I am not going to give up the fight to have unregistered immigration practitioners removed from lodging Australian visa applications for and on behalf of unwitting clients.  The fresh new Form 956 goes part of the way there on this journey, but we need to keep moving forward.

Unregistered migration practitioners who engage in the lodgement of Australian visa applications on behalf of vulnerable persons are exploitative, predatory and unethical.  They do not have a demonstrated level of sound knowledge.  If they were registered, the level of incompetency shown in their work would likely result in a decision by the Office of the MARA to cancel their registration, and the removal of their right to practise.

Sometimes unregistered practitioners commit offences under a number of different laws over an extended period.  Use the examples of Abel Kalpinand Prasad, or Eddy Kang.  These two individuals were operating onshore, on our own Australian soil.  Look how hard it has been for the authorities to bring them to justice.  If only they had been banned from lodging visa applications in the first place.  If only the system prevented their access.

These unregistered immigration practitioners are not members of professional associations like Migration Alliance, the Law Council or the MIA, which have strong self-regulatory standards. 

By remaining unregistered, these 'criminal entrepreneurs' avoid the scrutiny of their peers and the authorities, rather than having to address deficiencies in their practice.

As was the case with Abel Kalpinand Prasad, such practitioners sometimes move to different jurisdictions that have less regulatory scrutiny, or no treaties (such as extradition treaties) with Australia in order to continue their illegal or unethical conduct.

Public warnings including this Ministerial Release have been issued about these types of people, after they have wreaked havoc on peoples lives.   To me, these examples highlight the concerns about the suitability of public protection with respect to services delivered by unregistered immigration practitioners.

I would like Federal Parliament to enact legislation to address what I see as a gap in the law.  We need to strengthen public protection for unwitting Australian visa applicants, especially those located outside Australia.  These vulnerable consumers use the services of unregistered immigration practitioners.  We need to block their access to ImmiAccount, and all paper-based applications.

From my perspective there are a few practical things to consider as a part of blocking unregistered practitioners from lodging Australian visas on behalf of vulnerable persons:

1. No email address should be used more than once for visa lodgments, unless it is the email address of a Registered Migration Agent, as Registered Migration Agents need to lodge multiple visa applications for and on behalf of their clients.  Individual applicants do not.  They have one email and they only need to use it once for themselves, should they wish to lodge a visa application independently.

2. IP Addresses should be tracked.  Repeated pings from the same IP Address, but for different visa applicants should be red-flagged as potential unregistered agent practice, and the ImmiAccount should freeze applications until evidence is provided that the person is not using an unregistered practitioner.

3.  Block the use of the Tor network for Australian visa applications

4. Block the use of a proxy for Australian visa applications so that unregistered practitioners cannot hide their IP.
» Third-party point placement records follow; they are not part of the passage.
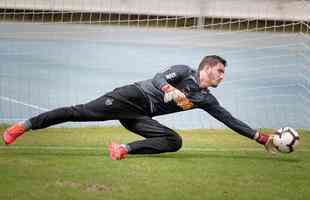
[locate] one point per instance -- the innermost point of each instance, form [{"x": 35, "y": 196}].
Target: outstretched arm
[{"x": 220, "y": 113}]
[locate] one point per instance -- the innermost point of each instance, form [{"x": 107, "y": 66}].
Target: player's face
[{"x": 211, "y": 76}]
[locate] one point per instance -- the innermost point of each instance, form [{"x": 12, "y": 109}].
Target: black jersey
[{"x": 186, "y": 80}]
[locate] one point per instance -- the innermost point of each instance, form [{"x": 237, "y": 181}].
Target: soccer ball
[{"x": 286, "y": 139}]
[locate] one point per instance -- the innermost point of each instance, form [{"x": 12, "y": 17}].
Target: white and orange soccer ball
[{"x": 286, "y": 139}]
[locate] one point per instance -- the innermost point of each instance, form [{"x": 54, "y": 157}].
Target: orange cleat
[
  {"x": 117, "y": 151},
  {"x": 12, "y": 133}
]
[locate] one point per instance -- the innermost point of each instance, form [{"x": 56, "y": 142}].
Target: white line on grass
[
  {"x": 100, "y": 148},
  {"x": 22, "y": 103}
]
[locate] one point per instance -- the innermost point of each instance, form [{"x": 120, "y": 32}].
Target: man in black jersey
[{"x": 177, "y": 89}]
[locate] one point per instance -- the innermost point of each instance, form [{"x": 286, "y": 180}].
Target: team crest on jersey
[
  {"x": 109, "y": 101},
  {"x": 171, "y": 75}
]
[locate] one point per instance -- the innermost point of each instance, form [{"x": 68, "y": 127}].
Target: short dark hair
[{"x": 211, "y": 60}]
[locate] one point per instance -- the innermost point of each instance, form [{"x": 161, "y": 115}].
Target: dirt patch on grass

5. Issuing of a ‘prohibition order’ to unregistered practitioners and their businesses as soon as there is confirmation of their attempts to lodge Australian visa applications for their clients.  A prohibition order should be publicly available on the Office of the MARA and Department of Home Affairs websites, declaring the person and business as an unregistered person who are specifically prohibited from providing Australian immigration-related services altogether.  Australian Government websites could even go as far to state that if a person is to use an unregistered immigration practitioner then there is a serious risk to the health of their visa application and security of their bio data and other information. 

6. Statutory Declarations could be included as part of online visa applications and could be signed by the visa applicants who are lodging Australian visas on their own, without using a Registered Migration Agent. These Statutory Declarations could state that the visa applicant/s lodged the visa application themselves, and without third party assistance.  Potentially, attaching this declaration to PIC 4020 may assist as a deterrent from using unregistered practitioners.  The alternative box would be that the visa applicant used the services of a Registered Migration Agent.  

7. Only email addresses registered with the Office of the MARA should be used in association with a Migration Agent Registration Number (MARN) and no other email address.  This would address the potential for unregistered practitioners to engage in MARN theft.  MARN theft is the diversion of business away from a RMA by using (stealing) an agent's MARN, and their own, personal email address for communications with the client.   The RMA could be unaware that their MARN is even being used in this manner.

Australian Registered Migration Agents went to university to gain qualifications,  increase their knowledge every year through professional development, maintain Professional Indemnity Insurance and a Professional Library each year.  They do not want to spend their time competing with unregistered persons who undercut them on price, and lodge half-baked or incorrect visa applications into the Australian systems.

All ideas would be greatly appreciated.  My plan is to continuously make submissions to Government. 

I am pushing for unregistered practice to cease in 2019.